The more rich, the more rage

Coelho, who worked on the street for seven years before becoming a supervisor, says that the tougher parts of town are not the worst for parking cops. He always enjoyed working on the Downtown Eastside, he says.

"I always felt comfortable down there. I got a lot less grief down there."

The real verbal abuse comes from the city's more upscale areas. "You get into an area like Bentall where you've got a lot of the suits working and for some reason they just get rather extremely disgusted at receiving a ticket.

"It always puzzles me how somebody driving a $90,000 car can worry about a $25 ticket."

There are some things people don't understand about the people who give out parking tickets, Coelho says.

For one thing, enforcement officers don't have quotas. While it's true that in "every block you're going to find somebody who's in violation of something," parking officers are more interested in giving out what Coelho calls "quality tickets," tickets that address a real problem, be it an illegally parked car that's blocking rush-hour traffic, or a vehicle at a meter that's definitely expired.

Which brings up another misconception: parking cops don't sit on meters, waiting for them to expire. "There's just over 7,200 meters in the city of Vancouver and if one's about to expire we just keep on walking because the next one's only about 20 feet away."
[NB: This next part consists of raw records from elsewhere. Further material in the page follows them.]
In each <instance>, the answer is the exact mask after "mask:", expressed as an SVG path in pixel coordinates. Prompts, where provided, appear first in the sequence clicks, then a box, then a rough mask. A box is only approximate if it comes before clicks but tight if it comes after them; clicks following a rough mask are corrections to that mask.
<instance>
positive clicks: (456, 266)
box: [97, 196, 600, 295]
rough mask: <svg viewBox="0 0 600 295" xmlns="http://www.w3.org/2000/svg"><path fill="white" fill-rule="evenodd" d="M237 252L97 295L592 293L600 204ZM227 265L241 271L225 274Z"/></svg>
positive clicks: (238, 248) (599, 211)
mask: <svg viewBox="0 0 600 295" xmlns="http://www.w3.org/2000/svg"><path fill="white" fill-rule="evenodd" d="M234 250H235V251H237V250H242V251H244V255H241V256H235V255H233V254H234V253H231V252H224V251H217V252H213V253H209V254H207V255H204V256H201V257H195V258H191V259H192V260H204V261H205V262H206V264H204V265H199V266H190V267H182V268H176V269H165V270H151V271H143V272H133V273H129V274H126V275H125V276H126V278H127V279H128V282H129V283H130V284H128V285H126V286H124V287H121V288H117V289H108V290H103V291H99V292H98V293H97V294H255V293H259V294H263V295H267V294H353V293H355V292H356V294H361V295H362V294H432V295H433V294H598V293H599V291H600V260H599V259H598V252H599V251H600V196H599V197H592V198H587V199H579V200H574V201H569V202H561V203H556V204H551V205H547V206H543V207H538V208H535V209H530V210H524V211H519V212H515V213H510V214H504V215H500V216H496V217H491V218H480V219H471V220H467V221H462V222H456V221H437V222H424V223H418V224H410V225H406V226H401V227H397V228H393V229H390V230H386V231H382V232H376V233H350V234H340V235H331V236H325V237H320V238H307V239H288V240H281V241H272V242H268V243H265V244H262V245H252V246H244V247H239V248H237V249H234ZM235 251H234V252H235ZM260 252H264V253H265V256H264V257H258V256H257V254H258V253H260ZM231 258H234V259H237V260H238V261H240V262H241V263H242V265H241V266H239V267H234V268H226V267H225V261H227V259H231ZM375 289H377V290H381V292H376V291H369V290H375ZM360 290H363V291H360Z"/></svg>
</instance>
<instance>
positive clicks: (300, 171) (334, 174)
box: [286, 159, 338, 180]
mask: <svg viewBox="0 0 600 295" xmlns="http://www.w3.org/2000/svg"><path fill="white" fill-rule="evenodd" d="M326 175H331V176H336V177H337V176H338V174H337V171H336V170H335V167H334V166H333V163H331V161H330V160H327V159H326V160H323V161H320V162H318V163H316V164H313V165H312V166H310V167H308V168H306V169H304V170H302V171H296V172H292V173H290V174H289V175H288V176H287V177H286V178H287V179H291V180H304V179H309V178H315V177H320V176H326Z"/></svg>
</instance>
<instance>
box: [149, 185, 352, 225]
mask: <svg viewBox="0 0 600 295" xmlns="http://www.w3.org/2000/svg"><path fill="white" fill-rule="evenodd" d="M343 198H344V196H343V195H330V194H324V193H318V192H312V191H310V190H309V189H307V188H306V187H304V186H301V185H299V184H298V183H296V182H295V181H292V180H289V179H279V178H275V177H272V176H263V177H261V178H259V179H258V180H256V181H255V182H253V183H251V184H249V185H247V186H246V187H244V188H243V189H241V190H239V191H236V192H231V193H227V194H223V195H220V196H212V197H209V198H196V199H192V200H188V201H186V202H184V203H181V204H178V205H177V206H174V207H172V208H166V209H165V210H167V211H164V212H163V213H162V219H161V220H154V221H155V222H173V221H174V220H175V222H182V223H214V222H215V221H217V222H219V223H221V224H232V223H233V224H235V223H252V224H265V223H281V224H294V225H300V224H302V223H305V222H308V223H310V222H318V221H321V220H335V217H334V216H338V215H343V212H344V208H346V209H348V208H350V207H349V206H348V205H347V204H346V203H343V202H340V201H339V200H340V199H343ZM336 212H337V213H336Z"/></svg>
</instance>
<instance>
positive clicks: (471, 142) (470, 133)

'Coffee's going to cost 40 bucks'

Parking officers have to learn to use common sense and good judgment. When he saw a vehicle parked in a no-stopping zone, for example, Coelho says he would always investigate the situation before writing a ticket.

"If buddy stops his car in the no stopping to run into Starbucks and get his vente, well that coffee's going to cost him about 40 bucks. But if I walk up to the vehicle and a mom is leaning over and her child is bent over and throwing up, the likelihood of me issuing a ticket is very, very slim."

Much of the job involves negotiating. Officers often respond to calls that arise from arguments between neighbours. Rather than write a ticket, the officer will attempt to work out a settlement.

"We have people who routinely phone us every single day for the same enforcement. They're retired, a lot of them, some of them this is just what they do. It's the highlight of their day, I guess. They phone in and rat on a neighbour."

Parking cops also find themselves becoming involved in problems that have nothing to do with parking. Coelho and his officers have helped victims of traffic accidents, saved people dying of overdoses and broken up fights. Sometimes, he says, people who are fighting will break it up and run at the sight of a uniform - even if it's not a real police uniform.

Why 'Johnny Valve Stem'

Sometimes the job calls for quick thinking, like the incident that earned Coelho his "Johnny Valve Stem" nickname.

A few years ago, Coelho was ticketing a car parked in a bus zone at the corner of East 49th and Fraser when he heard tires squealing. He looked up in time to see a big, old car - he thinks it was an Olds Delta 88 - run a red light and plough into a van.

Everyone involved seemed to be all right apart from being a little dazed, so Coelho told them to exchange insurance information. The Olds driver replied that he didn't have a driver's licence.
 
"I said, 'Well, why are you driving this car?' He says, 'Well, I know how to drive.'"

The two drivers then began yelling at each other. The Olds driver looked like he was about to jump back into his car and take off, so Coelho radioed for the police. He was, however, still faced with the problem of how to keep the Olds driver around until the cops arrived.

While the drivers argued, Coelho slipped around to the passenger side of the Olds and cut off the valve stem of one of the tires with his Swiss Army knife. As the tire deflated and the driver's girlfriend screamed from the passenger seat that Coelho was slashing their tires, Coelho ducked around to the other side of the car and hacked off another valve stem.
 
"I said, 'I'm sorry, you're not going anywhere.'

The Olds driver grabbed Coelho by the collar and made a fist.

"I says, 'You better make it good because this is going to be worth six months off if you hit me. I'm going on WCB - I could use a vacation.'

"He just kind of throttled me a little bit. He didn't actually hit me."

The Delicate Art of Parking opens Friday, April 2 at the Fifth Avenue Cinema in Vancouver.